S&P, which has long said Brexit poses a threat to Britain’s economy, said the expected bigger parliamentary majority for May’s Conservative Party after the election might give her more flexibility to strike a “viable” Brexit deal with the EU.
That might reduce the risk of an abrupt “cliff-edge” Brexit with no transitional arrangement for Britain, an outcome that could be most damaging for the economy.
“Nevertheless, there are risks surrounding both the election -- for example, if voters vote on the basis of Brexit as opposed to on traditional party lines -- and the Brexit negotiations,” it said in a statement that affirmed the possibility of a further downgrade of Britain’s sovereign debt rating.

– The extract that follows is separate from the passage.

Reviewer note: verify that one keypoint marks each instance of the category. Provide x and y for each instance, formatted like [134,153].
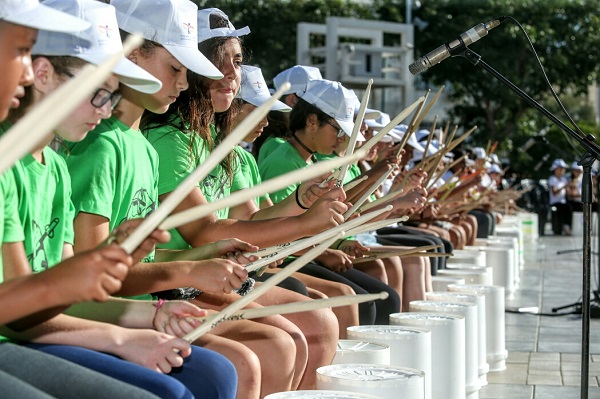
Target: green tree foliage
[566,34]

May called the election last week, saying she wanted to go into the two-year Brexit negotiations with the EU’s other 27 member countries in a position of strength.
S&P also said Britain’s decision to leave the European Union had created “a heightened risk” around the country’s large borrowing needs and could put strains on the historic make-up of the United Kingdom.
The UK’s gross external financing needs were the highest among all 131 sovereigns rated by the agency, it said.
“Despite our forecast for a slight narrowing of the current account deficit, we still view the UK’s high external deficits as a vulnerability, and we view an EU departure as a risk to financing sources,” the ratings agency said.
“We further think Brexit will continue to create challenging political and constitutional issues around the unity of the United Kingdom, especially if it results in a second referendum on Scottish independence or increases tensions around Northern Ireland.”
S&P cut Britain’s top-notch AAA credit rating by two places to AA shortly after last June’s vote to leave the EU, saying the country’s capacity for effective and stable policymaking had diminished.
Britain’s economy withstood the initial shock of the referendum decision and, among the Group of Seven rich nations, its pace of growth was second only to Germany’s in 2016.
But there have been signs of a slowdown in early 2017. Growth in the first quarter was less than half the pace of the fourth quarter of last year, data showed on Friday.
S&P said it expected growth to average 1.4 percent a year between 2017 and 2020, down from its forecast before the referendum of 2.1 percent for the 2017-2019 period.
The latest forecasts would be revised if it becomes clear that Britain is heading for an abrupt departure from the EU with no transition arrangement, it said, stressing the uncertain outcome of the negotiations.
“While it is possible that the UK could arrive at a mutually beneficial deal with the EU, it may also be the case that many of the remaining EU members will have no incentive to accommodate the UK, and that they will focus more on deterring other potential departures and containing the rise of their own national eurosceptic movements,” S&P said.